A very bitter irony is that while dasht "factually" denigrates the great work ACCRC continues to do, less well-known in the blogosphere is the impending danger from REAL(!) HazMat less than 50miles from ACCRC.

The U.S. Navy Mothball Fleet at Suisun Bay.
See
- The SF Chronicle piece Time to get creative about mothball fleet
- KCBS 770AM-radio's Suisun Mothball Fleet Sparks Lawsuit
- The grassroots organization Arc Ecology's Project: The Mothball Fleet in Suisun Bay

- Flickr's photos of the Mothball fleet, Suisun Bay, California

As this particular comment is written, one of the largest oil spills in the Bay Area in decades -- if not in Bay Area history -- has occurred with the crash of the Costco Busan. The ruinous environmental impact of this oil spill will be felt for a VERY long time. Similarly, although by no means at one fell swoop, REAL AND MEASURABLE hazardous materials from Suisun Bay's Mothball fleet will poison the Sacramento River Delta and North end of the SF Bay Area for many years to come.
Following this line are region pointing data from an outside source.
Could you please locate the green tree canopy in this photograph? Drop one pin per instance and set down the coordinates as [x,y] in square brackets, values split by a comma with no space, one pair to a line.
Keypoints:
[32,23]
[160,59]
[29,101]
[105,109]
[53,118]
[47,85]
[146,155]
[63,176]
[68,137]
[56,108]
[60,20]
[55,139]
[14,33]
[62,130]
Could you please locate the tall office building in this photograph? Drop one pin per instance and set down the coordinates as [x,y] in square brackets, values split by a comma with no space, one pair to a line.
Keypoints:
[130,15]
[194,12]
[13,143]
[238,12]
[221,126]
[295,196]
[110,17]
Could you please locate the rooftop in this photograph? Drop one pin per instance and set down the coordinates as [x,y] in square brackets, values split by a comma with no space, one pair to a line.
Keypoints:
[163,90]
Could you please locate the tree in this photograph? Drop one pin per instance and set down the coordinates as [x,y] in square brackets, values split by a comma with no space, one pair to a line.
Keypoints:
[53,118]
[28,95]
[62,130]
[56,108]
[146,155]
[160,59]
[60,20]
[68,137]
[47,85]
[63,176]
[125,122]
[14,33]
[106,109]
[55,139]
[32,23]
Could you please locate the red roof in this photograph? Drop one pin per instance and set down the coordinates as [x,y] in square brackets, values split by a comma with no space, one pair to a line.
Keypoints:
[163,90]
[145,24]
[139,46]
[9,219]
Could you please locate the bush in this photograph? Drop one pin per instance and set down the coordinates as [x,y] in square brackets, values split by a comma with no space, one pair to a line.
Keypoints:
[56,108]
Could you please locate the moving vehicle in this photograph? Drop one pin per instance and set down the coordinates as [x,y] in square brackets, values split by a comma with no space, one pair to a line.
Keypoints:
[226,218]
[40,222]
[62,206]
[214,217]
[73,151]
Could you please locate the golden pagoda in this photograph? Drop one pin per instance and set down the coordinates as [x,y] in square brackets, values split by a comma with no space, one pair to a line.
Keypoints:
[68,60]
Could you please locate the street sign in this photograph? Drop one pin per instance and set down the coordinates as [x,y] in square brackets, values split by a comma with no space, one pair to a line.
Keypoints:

Main point here is that this mothball fleet environmental disaster-in-progress should be given WAY more legal discourse and discussion related to HazMat than the [probably] short-shrifted ACCRC.
Get off ACCRC's case!
The fact that the reverse appears to have actually occurred reveals the true nature of this travesty of justice :(

Like sellam ismail, this writer will be glad to continue putting in the good word for James and the ACCRC. AAMOF, this writer also supports the Berkeley Zero Waste Commission's exemplary role in fully promoting current and future recycling and renewal initiatives.